Midweek update

The FEHBlog could not find any news reports yet on the IRS public hearing held yesterday about the complex reporting obligation that new IRC § 6055 (added by the ACA) imposes on health insurers. As noted in Monday’s, the news coming out of Monday’s related hearing was not encouraging. The FEHBlog will keep poking around for a news report.

The actuarial consulting firm Mercer released its 2013 employer survey on health care costs. The survey revealed that the health benefit costs for “very large” employer (>5000 employees) rose 3.7%. That percentage is the average premium increase in the FEHBP for 2014.  The 2013 trend is just one component of the premium which suggests that the FEHBP trend is lower than average.

The Mercer press release explains that

Many employers anticipate spending more to cover more employees in 2014. The ACA mandate requiring all individuals to obtain coverage or face a tax penalty goes into effect in 2014. Currently, 22% of an employer’s eligible employees, on average, waive coverage for themselves, either because they are covered under another plan or because they choose to go without.  Among employees who do enroll, on average 53% elect dependent coverage. But next year, because of the individual mandate, it is likely that fewer employees will waive coverage for themselves and more will elect dependent coverage – although the extent of the change is difficult to predict.

The 22% declination figure is similar to the percentage that the FEHBlog has heard about the FEHBP. It will be interesting to see whether FEHBP enrollment jumps in 2014. Many of the federal employees who decline FEHBP coverage are covered under their spouse’s plan. However, the Mercer report indicates that “Some [employers] already impose a surcharge on premium contributions for spouses who have other coverage available (9% of large employers) or even make them ineligible for coverage (7% of large employers); it seems likely that these provisions will become more common next year.”

The Mercer survey also discloses that “Nationally, enrollment in [consumer driven health plans] CDHPs rose from 16% of covered employees in 2012 to 18% in 2013 (Fig. 6). This is the same portion that enrolled in HMOs. In the Midwest, CDHP enrollment is now more than double that of HMOs (27% compared to 10%).’  About 18% of the FEHBP enrollment is in HMOs. However, participation in  FEHBP CDHPs while significant does not mirror the national average which is skewed by the fact that a growing number of employers only offer CDHPs or HMOs.

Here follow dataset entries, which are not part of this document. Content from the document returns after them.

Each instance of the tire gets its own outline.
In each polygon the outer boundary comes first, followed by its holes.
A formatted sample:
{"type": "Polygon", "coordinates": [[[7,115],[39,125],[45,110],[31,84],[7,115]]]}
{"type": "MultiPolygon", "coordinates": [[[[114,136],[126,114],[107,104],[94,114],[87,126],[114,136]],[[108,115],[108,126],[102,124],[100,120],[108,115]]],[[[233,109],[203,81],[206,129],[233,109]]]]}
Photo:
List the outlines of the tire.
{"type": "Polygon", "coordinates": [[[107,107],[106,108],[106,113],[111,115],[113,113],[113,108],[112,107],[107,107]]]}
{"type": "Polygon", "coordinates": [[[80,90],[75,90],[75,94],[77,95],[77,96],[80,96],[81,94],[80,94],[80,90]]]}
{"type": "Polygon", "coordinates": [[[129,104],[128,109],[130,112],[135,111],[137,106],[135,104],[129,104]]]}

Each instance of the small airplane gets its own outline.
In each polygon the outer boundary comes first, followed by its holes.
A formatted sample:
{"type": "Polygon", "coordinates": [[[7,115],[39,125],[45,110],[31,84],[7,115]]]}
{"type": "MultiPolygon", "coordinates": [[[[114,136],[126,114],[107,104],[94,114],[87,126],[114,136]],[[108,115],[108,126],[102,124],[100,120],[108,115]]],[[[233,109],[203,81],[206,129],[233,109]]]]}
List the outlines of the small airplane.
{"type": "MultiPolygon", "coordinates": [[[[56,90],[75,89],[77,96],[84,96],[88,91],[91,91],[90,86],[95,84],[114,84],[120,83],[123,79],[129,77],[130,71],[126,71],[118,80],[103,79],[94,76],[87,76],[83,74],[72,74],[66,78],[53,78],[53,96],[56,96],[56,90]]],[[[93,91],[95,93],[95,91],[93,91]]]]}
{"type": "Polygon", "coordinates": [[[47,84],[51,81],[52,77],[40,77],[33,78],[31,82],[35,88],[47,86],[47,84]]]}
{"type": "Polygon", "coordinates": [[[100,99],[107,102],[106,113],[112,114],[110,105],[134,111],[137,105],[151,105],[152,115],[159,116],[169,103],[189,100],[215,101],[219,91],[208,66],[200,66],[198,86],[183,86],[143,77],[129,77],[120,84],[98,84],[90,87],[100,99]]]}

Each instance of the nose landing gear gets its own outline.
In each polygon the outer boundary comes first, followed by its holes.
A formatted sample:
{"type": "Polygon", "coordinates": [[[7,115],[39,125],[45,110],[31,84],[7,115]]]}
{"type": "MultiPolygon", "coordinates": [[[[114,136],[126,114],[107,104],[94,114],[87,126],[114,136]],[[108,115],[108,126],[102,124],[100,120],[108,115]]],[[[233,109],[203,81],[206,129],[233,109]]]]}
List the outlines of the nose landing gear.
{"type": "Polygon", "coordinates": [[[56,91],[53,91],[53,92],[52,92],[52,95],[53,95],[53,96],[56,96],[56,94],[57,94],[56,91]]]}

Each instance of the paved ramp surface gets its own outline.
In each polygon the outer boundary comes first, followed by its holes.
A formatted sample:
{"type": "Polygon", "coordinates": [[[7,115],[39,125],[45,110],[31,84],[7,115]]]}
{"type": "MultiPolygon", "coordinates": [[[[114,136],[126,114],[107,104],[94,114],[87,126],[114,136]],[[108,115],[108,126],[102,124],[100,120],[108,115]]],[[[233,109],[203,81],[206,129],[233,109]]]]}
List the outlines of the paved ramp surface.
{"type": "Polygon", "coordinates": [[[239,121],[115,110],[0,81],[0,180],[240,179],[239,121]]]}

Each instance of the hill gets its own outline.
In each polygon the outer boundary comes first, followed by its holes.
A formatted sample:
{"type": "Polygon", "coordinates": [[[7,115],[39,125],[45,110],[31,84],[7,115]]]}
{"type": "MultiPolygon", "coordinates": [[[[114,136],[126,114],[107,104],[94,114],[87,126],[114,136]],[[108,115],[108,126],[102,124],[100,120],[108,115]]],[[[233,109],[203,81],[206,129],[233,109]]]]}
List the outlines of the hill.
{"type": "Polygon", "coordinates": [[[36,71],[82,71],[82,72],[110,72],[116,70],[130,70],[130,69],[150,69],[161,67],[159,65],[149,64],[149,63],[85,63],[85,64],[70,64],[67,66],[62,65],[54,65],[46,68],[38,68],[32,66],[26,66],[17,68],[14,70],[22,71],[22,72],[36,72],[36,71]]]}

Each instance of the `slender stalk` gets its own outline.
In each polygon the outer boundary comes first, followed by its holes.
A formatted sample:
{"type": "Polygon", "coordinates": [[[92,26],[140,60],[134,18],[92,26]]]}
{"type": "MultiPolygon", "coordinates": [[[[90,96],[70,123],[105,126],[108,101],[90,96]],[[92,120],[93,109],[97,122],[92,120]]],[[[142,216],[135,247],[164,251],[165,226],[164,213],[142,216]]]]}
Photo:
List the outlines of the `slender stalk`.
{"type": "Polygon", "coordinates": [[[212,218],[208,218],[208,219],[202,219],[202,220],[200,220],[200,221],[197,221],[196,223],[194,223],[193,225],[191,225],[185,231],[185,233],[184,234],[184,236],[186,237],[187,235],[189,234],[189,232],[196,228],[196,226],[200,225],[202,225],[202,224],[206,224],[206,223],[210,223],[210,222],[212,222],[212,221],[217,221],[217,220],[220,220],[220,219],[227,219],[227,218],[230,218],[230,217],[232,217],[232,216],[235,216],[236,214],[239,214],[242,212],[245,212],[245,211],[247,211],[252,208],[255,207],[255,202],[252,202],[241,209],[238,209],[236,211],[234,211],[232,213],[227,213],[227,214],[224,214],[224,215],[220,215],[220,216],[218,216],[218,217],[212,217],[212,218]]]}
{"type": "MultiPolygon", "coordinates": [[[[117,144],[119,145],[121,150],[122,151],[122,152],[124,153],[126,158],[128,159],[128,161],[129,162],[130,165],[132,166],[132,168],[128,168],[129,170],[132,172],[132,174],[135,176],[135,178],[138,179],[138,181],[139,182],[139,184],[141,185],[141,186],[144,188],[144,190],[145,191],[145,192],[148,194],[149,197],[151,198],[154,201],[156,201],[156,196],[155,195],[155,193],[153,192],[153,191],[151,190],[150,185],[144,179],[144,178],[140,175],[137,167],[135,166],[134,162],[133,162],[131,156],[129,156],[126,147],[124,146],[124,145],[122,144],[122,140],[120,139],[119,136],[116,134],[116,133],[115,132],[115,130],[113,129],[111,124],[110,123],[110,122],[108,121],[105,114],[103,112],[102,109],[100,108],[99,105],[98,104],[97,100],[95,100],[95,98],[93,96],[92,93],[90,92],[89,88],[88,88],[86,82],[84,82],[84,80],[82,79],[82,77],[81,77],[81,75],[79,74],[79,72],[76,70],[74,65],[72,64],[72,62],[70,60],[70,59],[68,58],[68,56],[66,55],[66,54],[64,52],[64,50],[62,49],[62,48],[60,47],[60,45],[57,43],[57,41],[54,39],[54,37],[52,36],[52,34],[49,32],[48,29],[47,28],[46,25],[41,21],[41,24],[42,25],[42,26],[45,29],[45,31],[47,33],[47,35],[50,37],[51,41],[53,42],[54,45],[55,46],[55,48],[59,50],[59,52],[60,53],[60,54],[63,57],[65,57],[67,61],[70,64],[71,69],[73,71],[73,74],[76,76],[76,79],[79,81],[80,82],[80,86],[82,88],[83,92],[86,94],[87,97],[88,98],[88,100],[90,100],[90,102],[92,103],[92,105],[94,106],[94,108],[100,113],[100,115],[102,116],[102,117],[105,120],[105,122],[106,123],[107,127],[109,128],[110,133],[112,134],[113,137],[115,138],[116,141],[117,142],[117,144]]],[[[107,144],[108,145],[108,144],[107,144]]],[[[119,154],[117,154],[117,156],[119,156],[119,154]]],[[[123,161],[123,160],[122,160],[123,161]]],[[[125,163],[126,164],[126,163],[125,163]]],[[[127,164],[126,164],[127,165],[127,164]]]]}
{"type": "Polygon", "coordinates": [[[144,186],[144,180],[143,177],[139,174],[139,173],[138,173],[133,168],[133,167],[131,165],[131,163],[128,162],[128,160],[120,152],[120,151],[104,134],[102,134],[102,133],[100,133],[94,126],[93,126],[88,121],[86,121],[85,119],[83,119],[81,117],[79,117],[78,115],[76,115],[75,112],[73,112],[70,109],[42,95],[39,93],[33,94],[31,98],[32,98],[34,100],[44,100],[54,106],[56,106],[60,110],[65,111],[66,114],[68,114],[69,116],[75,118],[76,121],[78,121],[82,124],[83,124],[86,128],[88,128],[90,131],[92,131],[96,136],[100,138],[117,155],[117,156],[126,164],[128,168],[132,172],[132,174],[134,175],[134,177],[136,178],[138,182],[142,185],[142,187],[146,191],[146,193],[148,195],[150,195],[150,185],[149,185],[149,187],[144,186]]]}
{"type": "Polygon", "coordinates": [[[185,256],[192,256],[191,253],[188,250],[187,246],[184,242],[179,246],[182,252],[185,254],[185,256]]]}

Modern Healthcare reports that transparency tools and apps that compare prices against provider quality measures may overcome patient prejudice against using low priced providers. Fierce Health Payer reports that a blunter approach to achieving the same goal — reference pricing — is gaining steam with health plans.

Reference pricing, a relatively new model in the American healthcare industry, establishes a standard price for a drug, procedure, service or bundle service, and usually requires health plan members pay any charges beyond the set amount. Panelist shared information, first-hand knowledge and studies that showed reference pricing for routine procedures and prescriptions expanded the transparency of medical prices without reducing the quality of care. It also gives purchasers and members the opportunity to make choices that reduce costs, they said.

A family tragedy occurred in Virginia this week — a young man attacked his father and then killed himself. The first news reports indicated that the young man was mentally ill but no inpatient care was available for him. Today the Washington Post reports that three hospitals within two hours of the home where the tragedy occurred had beds available to care for the young man. The case was fumbled. The courts will figure out who is to blame. The point is that greater coordination of care is required.